Which is what social media felt like during the election, eh? We all spent months pushing the Loyalty, Virtue and Outrage buttons, feeling sweet purity of purpose all the while. We were “helping”.

This side of the Russian hacking of our election required no old-school computer hacking. What they hacked was human weakness.

They hacked the recent human variant we are, swimming about in our highly combustible environment, looking for exciting sparks we can share with those we love about those we hate. Oh, and using our conflict sweet tooth as a dowsing rod for truth.
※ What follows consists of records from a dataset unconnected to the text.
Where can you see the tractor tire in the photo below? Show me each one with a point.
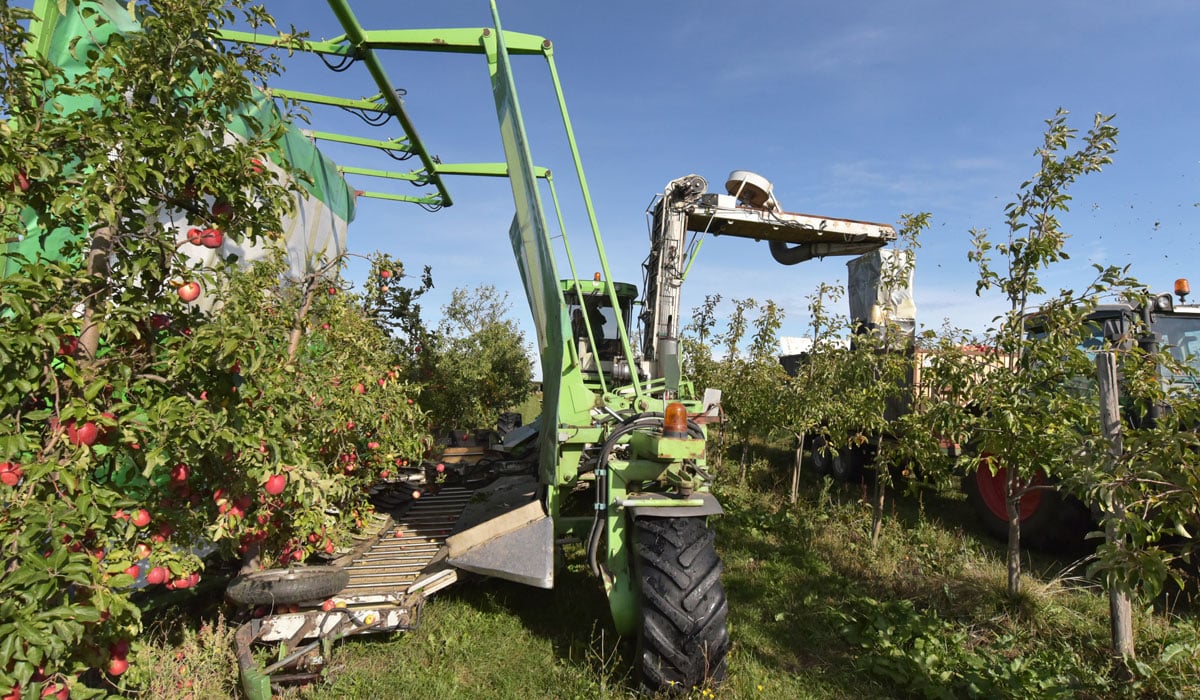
(822, 459)
(287, 586)
(1050, 520)
(847, 464)
(682, 638)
The Russians didn’t HACK Facebook, Twitter, Google and YouTube, the Russians played them like a piano. These Russians were simply well funded social media experts with a murderous oligarch ladling money over them. “Trolling” is a type of shitty internet behavior where the troll joins a chat or thread and posts things intended to make everyone argue till the group dissolves in fury. The Russians weaponized trolling. What was our election but a flame war and lingering horror? Is there any way we can give up the pleasure of virtuous sharing? I really don’t know. it’s delicious and right now given a choice to drop social media or representative government my money is on liking and sharing. Turns out dropping representative government may be an outcome of liking and sharing.

In this new world we become morbidly obese and die from the sweet tooth for conflict and excitement because, in our shared global nervous system, conciliation and harmony don’t buy clicks. Cooperation isn’t going to drive the numbers, the precious viral numbers that keep the machine running. In a sense, we have all become the programming director for the news and as the ancient journalistic truism goes, “If it bleeds, it leads”.

*Click*

The internet is a marketplace where you can metaphorically purchase chard or custard donuts. There is nowhere you can go on the internet without seeing about a million custard donuts. Some are decorated with tits! Some insult the government. Some of them may even contain a little chard for those trying harder to resist.

The core algorithms of Facebook, Twitter, Google and YouTube are functioning exactly as intended, by being a carnival midway for the Darwinian selection of memes that will make us taste them. Having tasted them we spread them, either by direct sharing or simply by being noted as another set of eyeballs that couldn’t help looking. Our every nibble of an internet Bon-Bon is a unit of energy that massed with millions of others equals virality. Virality is amoral and apparently, pretty easy to manipulate.

Facebook, Twitter, Google, and YouTube are now in the position of any business that realizes their product occasionally fucks things up and hurts people. The corporate response will not be “OMG, I’m so sorry, let me fix that.” even though some individuals probably feel that way (There are probably a few hushed conversations internally about whether or not they broke western civilization). These companies are in the strange brief social limbo of a person who’s done something embarrassing and awful in public and are still trying to figure out who noticed and if they can fade into the crowd. They are still deciding what look they should have on their faces.

These businesses more or less ARE the very algorithms the Russians used against us. These corporations cannot be exactly what they are, do what they do, and maintain what they are invested in if forced to significantly alter the way these products work. Expect mumbles and shrugs. Expect reluctance and resistance. Expect denial of news stories.
Expect these companies to explore the global-communications-threat-equivalent of climate change denial.

Meanwhile, we are all dog-paddling in a steep-sided swimming pool full of gasoline and armed with nothing but cigarette lighters.